US Debt Ceiling Talks On 'Pause'
After both US Pres. Joe Biden and GOP leaders expressed optimism earlier this week, House Speaker Kevin McCarthy's (R-Calif.) lead negotiator, Rep. Garret Graves (R-La.), said Friday they've "decided to press pause" on debt-ceiling negotiations as "it's just not productive."
- After both US Pres. Joe Biden and GOP leaders expressed optimism earlier this week, House Speaker Kevin McCarthy's (R-Calif.) lead negotiator, Rep. Garret Graves (R-La.), said Friday they've "decided to press pause" on debt-ceiling negotiations as "it's just not productive."1
- This comes as a source close to the talks had said both sides had reached an "impasse" on several issues, including work requirements for welfare, caps on future spending growth, and budget cuts.2
- McCarthy had been optimistic on Thursday, even saying he believed negotiators could reach a deal in principle as early as the weekend. On Friday, however, he and his deputies switched gears, claiming White House officials were refusing to compromise on spending cuts.3
- Republicans are pushing for a $130B cut in the upcoming budget. Although Biden has considered expanding conditions on recipients of the Temporary Assistance for Needy Families program — an idea some Democrats have said is a "nonstarter" — he opposes other cuts on welfare programs or climate initiatives.2
- Meanwhile, the conservative House Freedom Caucus said Thursday that negotiations should stop until the Senate passes its April debt ceiling bill that proposes raising the debt limit in exchange for deep spending cuts and capping annual spending growth at 1% over roughly a decade.4
- While the pause is a setback in the effort to prevent defaulting on the debt — which could occur as soon as June 1— it's not yet clear whether this was a strategic move or a lasting blow to reaching an agreement.3
Sources: 1ABC News, 2The Washington Times, 3New York Times, and 4Wall Street Journal.

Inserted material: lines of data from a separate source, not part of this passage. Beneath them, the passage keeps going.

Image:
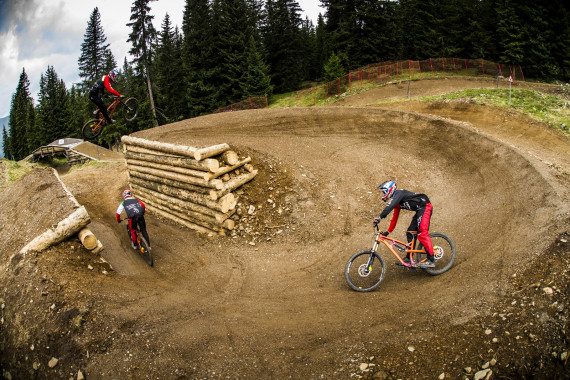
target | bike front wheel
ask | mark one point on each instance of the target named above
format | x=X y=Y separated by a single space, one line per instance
x=364 y=271
x=130 y=109
x=444 y=253
x=145 y=251
x=92 y=129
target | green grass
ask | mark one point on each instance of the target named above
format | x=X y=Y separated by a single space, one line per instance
x=543 y=107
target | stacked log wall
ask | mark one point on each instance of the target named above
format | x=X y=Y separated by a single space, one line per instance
x=194 y=187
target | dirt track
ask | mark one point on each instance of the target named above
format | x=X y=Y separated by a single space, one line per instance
x=275 y=304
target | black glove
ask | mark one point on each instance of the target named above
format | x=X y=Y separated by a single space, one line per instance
x=376 y=221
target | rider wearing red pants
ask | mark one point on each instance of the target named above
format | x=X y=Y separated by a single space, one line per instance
x=134 y=209
x=404 y=199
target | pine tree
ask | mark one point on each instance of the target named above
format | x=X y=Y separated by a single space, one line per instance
x=21 y=117
x=198 y=57
x=53 y=111
x=255 y=80
x=6 y=143
x=143 y=36
x=95 y=53
x=283 y=43
x=169 y=72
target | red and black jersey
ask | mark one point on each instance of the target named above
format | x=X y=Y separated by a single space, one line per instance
x=403 y=199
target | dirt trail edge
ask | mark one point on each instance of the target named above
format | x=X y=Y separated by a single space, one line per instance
x=271 y=302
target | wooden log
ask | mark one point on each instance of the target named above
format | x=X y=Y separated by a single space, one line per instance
x=98 y=248
x=226 y=169
x=62 y=231
x=210 y=151
x=87 y=238
x=189 y=214
x=211 y=193
x=229 y=157
x=236 y=182
x=137 y=153
x=180 y=221
x=187 y=151
x=214 y=183
x=223 y=204
x=183 y=205
x=191 y=172
x=200 y=222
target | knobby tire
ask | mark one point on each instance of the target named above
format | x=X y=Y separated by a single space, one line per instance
x=87 y=130
x=145 y=251
x=363 y=279
x=446 y=248
x=130 y=109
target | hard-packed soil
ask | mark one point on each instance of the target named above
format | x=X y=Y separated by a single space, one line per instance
x=270 y=301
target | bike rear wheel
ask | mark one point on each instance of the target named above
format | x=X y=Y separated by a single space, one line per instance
x=145 y=251
x=364 y=271
x=92 y=129
x=444 y=252
x=130 y=109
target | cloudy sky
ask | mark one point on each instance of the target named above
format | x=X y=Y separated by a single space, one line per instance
x=38 y=33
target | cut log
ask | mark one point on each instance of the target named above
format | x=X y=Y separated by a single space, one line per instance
x=200 y=222
x=214 y=183
x=62 y=231
x=98 y=248
x=236 y=182
x=87 y=238
x=226 y=169
x=229 y=157
x=210 y=151
x=180 y=221
x=189 y=214
x=182 y=205
x=211 y=193
x=173 y=169
x=223 y=204
x=137 y=153
x=187 y=151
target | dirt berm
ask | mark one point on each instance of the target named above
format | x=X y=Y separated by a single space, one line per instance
x=271 y=302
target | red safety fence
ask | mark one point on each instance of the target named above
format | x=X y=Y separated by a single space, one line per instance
x=382 y=73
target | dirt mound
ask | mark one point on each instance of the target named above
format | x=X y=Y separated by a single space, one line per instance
x=272 y=301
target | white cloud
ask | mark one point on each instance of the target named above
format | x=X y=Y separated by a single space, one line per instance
x=38 y=33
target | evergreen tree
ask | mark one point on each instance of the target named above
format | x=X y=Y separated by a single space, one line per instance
x=143 y=36
x=53 y=112
x=255 y=80
x=6 y=143
x=95 y=53
x=198 y=57
x=284 y=44
x=510 y=34
x=169 y=72
x=21 y=117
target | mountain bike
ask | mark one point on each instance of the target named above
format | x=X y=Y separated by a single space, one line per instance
x=142 y=247
x=94 y=127
x=366 y=269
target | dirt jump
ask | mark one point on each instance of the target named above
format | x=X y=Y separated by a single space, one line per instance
x=271 y=301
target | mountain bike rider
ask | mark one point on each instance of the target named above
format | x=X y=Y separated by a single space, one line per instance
x=134 y=209
x=99 y=88
x=404 y=199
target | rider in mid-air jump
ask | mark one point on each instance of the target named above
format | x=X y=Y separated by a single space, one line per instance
x=134 y=209
x=420 y=222
x=99 y=88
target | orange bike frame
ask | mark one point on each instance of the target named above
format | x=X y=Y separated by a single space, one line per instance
x=390 y=242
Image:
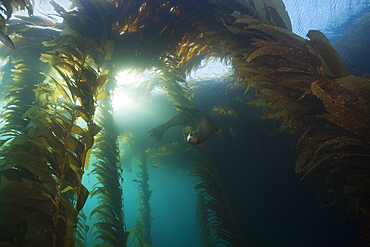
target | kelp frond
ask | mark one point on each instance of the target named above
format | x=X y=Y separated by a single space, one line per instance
x=140 y=232
x=215 y=222
x=109 y=216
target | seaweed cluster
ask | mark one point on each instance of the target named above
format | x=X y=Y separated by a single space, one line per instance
x=45 y=150
x=109 y=223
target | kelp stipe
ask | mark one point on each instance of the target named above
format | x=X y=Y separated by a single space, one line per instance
x=214 y=218
x=82 y=230
x=142 y=227
x=329 y=115
x=109 y=226
x=28 y=181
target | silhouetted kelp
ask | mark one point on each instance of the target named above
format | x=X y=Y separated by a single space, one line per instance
x=109 y=226
x=45 y=153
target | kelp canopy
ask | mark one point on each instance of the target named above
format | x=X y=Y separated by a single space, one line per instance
x=301 y=82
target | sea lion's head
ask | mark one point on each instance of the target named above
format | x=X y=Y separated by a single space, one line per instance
x=194 y=138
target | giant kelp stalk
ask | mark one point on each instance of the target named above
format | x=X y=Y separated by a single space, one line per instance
x=8 y=7
x=82 y=230
x=305 y=84
x=109 y=223
x=28 y=180
x=84 y=85
x=141 y=229
x=215 y=221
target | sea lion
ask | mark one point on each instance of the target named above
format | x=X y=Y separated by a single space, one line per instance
x=199 y=120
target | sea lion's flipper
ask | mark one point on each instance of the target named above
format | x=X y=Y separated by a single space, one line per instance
x=182 y=118
x=191 y=111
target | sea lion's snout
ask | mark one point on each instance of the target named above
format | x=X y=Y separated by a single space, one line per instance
x=192 y=138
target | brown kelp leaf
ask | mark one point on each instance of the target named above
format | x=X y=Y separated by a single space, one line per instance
x=360 y=86
x=26 y=194
x=342 y=115
x=298 y=56
x=322 y=45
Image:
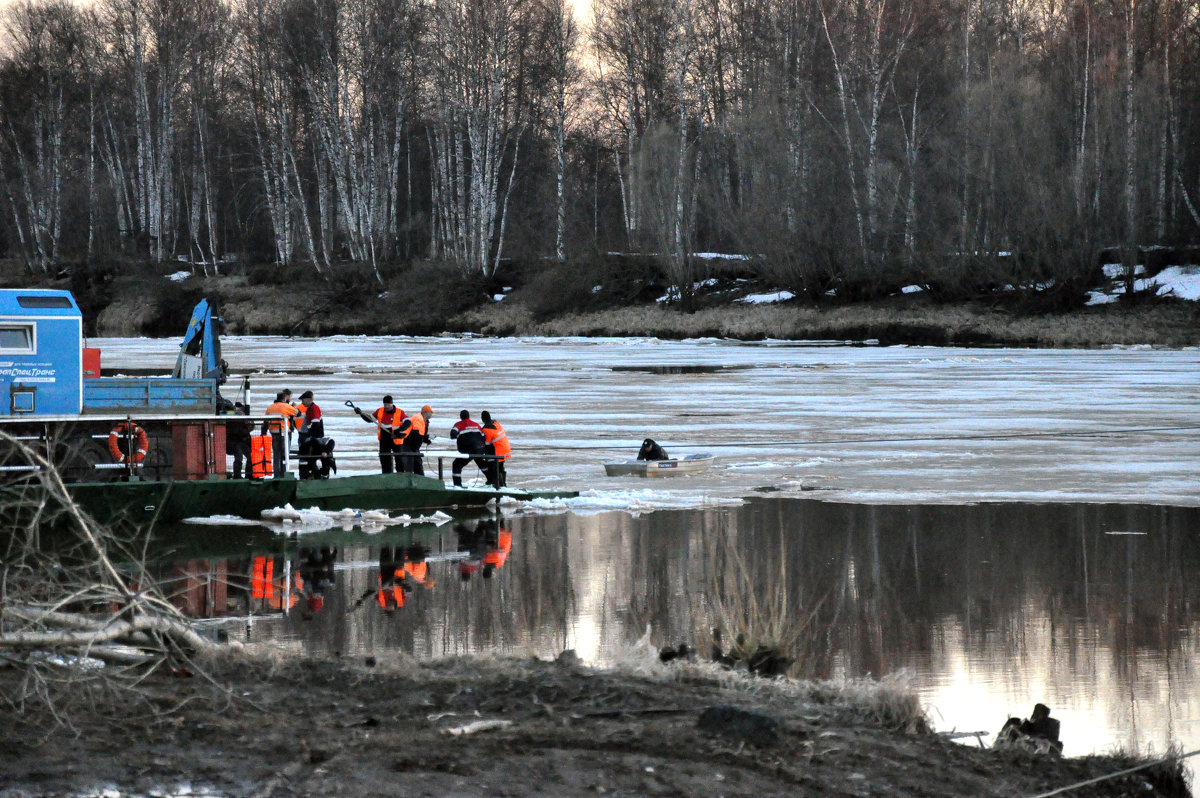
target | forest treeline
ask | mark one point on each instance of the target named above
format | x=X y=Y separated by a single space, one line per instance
x=849 y=145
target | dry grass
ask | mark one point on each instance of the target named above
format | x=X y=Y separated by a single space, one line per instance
x=1168 y=324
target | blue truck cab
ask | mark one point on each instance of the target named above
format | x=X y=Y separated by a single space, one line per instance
x=42 y=365
x=41 y=353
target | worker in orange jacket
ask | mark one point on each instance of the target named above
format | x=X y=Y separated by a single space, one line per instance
x=389 y=419
x=415 y=432
x=283 y=408
x=498 y=445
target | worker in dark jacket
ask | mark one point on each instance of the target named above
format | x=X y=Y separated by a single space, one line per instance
x=238 y=441
x=468 y=437
x=651 y=450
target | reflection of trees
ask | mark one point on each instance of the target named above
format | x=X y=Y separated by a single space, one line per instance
x=889 y=587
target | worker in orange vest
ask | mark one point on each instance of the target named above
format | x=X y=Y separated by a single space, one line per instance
x=415 y=432
x=389 y=419
x=287 y=412
x=498 y=445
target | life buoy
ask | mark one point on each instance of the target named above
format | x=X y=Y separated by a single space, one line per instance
x=131 y=431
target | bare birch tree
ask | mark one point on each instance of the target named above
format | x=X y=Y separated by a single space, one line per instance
x=478 y=114
x=47 y=65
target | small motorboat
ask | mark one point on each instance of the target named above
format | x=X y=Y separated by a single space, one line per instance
x=673 y=467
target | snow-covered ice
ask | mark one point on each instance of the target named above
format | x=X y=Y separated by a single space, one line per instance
x=852 y=424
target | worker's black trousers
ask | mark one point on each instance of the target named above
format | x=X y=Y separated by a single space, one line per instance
x=389 y=451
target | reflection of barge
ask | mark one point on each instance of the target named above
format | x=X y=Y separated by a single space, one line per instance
x=154 y=448
x=689 y=465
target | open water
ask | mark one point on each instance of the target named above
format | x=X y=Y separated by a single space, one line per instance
x=996 y=526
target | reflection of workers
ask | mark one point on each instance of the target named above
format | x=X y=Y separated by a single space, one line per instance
x=388 y=418
x=393 y=580
x=486 y=546
x=498 y=552
x=238 y=441
x=283 y=408
x=468 y=437
x=317 y=576
x=415 y=430
x=498 y=445
x=316 y=450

- Republican narrative, as provided by FOX News. Republicans are offering a very fair debt limit deal, one that distinguishes itself from past years of falsely promising to "balance the budget" in ten years. In exchange for raising the horrendously high debt by another $1.5T, all the GOP is asking for is that essential reforms be implemented. Rather than making serious efforts to negotiate, Biden is dangerously flirting with recycling the civil-war era 14th Amendment.
- Democratic narrative, as provided by Los Angeles Times. If Biden bypassed Congress to open the debt limit through the 14th Amendment, it doesn't mean he would become a budgetary tyrant, as only Congress can pass the budget. What it would mean is that once budget talks roll around, the GOP would be free to withhold funding and push for a government shutdown.